I have a panel data set in R (time and cross section) and would like to compute standard errors that are clustered by two dimensions, because my residuals are correlated both ways. Googling around I found http://thetarzan.wordpress.com/2011/06/11/clustered-standard-errors-in-r/ which provides a function to do this. It seems a bit ad-hoc so I wanted to know if there is a package that has been tested and does this?
I know sandwich
does HAC standard errors, but it doesn't do double clustering (i.e. along two dimensions).
This is an old question. But seeing as people still appear to be landing on it, I thought I'd provide some modern approaches to multiway clustering in R:
fixest::feols()
library(fixest)
nlswork = haven::read_dta("http://www.stata-press.com/data/r14/nlswork.dta")
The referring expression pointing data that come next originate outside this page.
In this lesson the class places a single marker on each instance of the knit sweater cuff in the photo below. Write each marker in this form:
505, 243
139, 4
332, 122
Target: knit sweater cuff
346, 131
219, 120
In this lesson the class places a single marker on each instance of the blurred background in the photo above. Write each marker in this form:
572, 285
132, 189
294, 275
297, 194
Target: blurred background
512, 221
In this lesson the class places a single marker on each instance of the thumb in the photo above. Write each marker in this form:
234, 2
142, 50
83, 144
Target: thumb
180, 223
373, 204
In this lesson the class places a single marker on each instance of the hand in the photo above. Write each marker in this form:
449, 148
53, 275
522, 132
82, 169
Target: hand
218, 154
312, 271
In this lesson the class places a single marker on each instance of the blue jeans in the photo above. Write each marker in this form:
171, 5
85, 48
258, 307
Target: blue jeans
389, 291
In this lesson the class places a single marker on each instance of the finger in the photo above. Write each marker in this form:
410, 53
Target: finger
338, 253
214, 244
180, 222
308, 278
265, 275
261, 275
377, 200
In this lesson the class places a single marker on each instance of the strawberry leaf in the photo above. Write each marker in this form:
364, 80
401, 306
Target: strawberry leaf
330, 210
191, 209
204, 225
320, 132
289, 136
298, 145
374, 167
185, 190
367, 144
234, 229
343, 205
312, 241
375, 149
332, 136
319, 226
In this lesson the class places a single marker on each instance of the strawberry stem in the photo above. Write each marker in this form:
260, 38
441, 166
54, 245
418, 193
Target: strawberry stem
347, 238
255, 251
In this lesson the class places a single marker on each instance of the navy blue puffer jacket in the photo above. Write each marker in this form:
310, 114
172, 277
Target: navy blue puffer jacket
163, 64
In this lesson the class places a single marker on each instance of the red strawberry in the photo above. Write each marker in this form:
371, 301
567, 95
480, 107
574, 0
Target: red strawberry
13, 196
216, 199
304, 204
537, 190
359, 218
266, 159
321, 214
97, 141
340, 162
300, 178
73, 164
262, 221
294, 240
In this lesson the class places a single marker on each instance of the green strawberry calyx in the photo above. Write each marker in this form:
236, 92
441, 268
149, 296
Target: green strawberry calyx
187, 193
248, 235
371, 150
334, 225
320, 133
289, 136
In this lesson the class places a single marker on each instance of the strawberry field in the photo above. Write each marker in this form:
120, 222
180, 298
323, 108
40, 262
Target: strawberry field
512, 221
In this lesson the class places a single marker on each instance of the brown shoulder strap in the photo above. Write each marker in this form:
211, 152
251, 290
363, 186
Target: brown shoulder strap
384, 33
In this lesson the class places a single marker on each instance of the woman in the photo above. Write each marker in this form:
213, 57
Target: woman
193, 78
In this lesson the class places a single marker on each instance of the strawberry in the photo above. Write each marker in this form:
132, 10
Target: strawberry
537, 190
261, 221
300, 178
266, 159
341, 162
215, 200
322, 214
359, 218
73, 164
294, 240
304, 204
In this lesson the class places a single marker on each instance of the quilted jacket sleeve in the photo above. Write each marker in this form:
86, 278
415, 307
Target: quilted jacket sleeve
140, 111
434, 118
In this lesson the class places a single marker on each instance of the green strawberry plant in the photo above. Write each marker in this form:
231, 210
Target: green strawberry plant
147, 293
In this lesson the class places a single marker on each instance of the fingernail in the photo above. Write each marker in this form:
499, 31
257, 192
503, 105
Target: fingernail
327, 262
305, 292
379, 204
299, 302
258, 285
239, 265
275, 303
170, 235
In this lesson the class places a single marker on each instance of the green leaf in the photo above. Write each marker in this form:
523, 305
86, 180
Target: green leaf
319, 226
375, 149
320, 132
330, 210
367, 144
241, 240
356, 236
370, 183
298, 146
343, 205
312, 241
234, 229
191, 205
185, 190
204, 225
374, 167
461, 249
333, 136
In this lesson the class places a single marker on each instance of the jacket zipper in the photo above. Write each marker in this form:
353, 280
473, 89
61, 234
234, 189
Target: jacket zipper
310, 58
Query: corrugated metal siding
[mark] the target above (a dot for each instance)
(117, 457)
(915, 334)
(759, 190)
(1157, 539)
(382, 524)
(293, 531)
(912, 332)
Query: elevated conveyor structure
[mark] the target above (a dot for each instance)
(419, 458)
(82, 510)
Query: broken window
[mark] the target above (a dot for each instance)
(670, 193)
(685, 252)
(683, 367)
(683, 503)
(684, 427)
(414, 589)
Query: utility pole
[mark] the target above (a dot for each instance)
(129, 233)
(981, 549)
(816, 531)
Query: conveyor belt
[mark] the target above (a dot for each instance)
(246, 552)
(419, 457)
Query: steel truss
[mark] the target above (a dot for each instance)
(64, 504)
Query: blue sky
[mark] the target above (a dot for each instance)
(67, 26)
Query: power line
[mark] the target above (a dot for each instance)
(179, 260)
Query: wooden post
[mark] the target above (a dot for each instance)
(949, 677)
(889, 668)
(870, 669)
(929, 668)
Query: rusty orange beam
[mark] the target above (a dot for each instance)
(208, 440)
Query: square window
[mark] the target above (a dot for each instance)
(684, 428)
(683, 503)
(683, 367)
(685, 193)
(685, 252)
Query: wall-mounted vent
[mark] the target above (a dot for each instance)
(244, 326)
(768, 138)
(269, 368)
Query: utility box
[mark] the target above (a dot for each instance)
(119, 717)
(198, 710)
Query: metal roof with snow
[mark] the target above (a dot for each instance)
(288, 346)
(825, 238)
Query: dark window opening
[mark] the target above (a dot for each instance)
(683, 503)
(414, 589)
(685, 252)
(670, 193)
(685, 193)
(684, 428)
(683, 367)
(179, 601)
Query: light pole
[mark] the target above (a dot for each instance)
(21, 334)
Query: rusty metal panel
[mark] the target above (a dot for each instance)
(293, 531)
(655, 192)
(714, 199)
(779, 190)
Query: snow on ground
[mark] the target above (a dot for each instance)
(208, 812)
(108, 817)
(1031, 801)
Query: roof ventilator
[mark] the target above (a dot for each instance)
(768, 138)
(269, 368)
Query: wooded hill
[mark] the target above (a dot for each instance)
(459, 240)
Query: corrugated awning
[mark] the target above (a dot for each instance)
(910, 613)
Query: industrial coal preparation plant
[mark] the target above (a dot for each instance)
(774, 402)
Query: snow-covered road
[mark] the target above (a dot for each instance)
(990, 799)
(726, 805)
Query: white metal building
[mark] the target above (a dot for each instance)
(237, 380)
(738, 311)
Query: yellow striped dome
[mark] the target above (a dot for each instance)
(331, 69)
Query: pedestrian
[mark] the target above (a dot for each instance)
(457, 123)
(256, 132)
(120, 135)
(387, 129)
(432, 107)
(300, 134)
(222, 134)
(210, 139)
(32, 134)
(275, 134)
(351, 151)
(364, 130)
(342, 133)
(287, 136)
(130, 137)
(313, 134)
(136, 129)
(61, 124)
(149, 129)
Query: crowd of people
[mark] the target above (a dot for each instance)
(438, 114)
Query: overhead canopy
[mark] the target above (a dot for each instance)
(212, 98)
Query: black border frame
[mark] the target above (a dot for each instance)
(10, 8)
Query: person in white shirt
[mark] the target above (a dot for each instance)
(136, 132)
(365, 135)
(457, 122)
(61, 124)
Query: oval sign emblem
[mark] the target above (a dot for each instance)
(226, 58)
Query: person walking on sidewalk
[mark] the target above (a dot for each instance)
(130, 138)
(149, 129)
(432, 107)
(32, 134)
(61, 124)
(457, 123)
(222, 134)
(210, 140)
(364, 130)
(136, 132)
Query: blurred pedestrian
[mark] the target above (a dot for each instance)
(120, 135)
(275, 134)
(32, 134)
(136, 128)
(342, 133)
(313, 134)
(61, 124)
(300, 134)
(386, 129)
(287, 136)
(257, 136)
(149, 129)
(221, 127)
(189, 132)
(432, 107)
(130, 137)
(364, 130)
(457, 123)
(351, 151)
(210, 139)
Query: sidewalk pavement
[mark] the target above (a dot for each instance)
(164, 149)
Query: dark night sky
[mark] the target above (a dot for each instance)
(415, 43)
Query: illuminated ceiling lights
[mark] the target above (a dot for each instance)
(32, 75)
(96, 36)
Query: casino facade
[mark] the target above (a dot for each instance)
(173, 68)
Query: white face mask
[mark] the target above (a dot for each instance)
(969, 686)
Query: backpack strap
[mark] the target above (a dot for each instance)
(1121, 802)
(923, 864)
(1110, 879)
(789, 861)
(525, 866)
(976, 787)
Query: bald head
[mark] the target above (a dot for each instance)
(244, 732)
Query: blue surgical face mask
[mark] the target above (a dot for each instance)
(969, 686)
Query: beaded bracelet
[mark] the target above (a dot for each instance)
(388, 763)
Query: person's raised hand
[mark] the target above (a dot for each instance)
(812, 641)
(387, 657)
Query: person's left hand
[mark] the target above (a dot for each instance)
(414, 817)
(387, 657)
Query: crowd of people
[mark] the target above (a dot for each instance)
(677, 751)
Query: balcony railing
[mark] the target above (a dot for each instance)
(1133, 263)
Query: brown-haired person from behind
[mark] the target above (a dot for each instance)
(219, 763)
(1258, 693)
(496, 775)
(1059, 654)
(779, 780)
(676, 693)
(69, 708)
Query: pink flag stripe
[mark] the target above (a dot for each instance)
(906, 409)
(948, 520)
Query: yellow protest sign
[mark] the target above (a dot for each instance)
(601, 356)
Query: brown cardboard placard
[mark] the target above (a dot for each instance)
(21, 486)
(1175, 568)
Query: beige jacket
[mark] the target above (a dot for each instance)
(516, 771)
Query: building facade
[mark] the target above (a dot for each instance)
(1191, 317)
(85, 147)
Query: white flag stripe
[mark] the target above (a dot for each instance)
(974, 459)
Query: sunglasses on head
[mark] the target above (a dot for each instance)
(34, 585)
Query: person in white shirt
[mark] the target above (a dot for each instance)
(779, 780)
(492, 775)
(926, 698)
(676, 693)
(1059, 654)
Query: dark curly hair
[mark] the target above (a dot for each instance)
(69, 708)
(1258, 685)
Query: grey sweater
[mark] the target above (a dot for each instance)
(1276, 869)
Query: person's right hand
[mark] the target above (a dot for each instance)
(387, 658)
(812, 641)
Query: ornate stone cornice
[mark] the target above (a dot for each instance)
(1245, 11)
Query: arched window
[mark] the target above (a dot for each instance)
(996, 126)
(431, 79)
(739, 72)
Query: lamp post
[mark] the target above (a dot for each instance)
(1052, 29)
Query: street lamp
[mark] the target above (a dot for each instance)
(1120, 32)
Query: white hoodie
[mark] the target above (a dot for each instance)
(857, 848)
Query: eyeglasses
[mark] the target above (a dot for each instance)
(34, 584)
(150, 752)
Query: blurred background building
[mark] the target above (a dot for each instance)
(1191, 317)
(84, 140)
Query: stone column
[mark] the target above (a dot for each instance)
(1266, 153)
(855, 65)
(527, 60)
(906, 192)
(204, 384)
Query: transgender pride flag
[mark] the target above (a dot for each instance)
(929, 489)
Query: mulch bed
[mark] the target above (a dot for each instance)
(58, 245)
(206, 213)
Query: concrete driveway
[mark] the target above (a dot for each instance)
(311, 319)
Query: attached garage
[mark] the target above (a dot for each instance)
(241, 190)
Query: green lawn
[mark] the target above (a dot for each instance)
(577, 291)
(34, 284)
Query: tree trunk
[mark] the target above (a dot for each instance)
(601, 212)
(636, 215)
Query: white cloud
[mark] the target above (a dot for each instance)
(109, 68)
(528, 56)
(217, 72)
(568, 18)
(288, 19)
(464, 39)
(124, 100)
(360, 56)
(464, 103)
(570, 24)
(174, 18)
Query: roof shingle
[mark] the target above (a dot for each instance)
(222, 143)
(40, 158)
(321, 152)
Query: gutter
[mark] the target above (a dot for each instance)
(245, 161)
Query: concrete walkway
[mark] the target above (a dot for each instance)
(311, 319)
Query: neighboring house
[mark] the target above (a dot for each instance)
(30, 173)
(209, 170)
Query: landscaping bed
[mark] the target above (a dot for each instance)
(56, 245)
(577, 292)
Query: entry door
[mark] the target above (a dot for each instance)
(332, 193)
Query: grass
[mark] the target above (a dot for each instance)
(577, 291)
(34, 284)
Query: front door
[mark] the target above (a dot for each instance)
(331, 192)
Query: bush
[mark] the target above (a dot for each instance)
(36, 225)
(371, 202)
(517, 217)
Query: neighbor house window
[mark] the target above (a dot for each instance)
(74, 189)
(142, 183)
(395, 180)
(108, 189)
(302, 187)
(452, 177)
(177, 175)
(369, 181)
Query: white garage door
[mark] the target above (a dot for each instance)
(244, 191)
est_feols = feols(ln_wage ~ age | race + year, cluster = ~race+year, data = nlswork)
est_feols
## An important feature of fixest: We can _instantaneously_ compute other
## VCOV matrices / SEs on the fly with summary.fixest(). No need to re-run
## the model!
summary(est_feols, se = 'standard') ## vanilla SEs
summary(est_feols, se = 'hetero') ## robust SEs
summary(est_feols, se = 'twoway') ## diff syntax, but same as original model
summary(est_feols, cluster = c('race', 'year')) ## ditto
summary(est_feols, cluster = ~race^year) ## interacted cluster vars
summary(est_feols, cluster = ~ race + year + idcode) ## add third cluster var (not in original model call)
## etc.
lfe::felm()
library(lfe)
## Note the third "| 0 " slot means we're not using IV
est_felm = felm(ln_wage ~ age | race + year | 0 | race + year, data = nlswork)
summary(est_felm)
sandwich
library(sandwich)
library(lmtest)
est_sandwich = lm(ln_wage ~ age + factor(race) + factor(year), data = nlswork)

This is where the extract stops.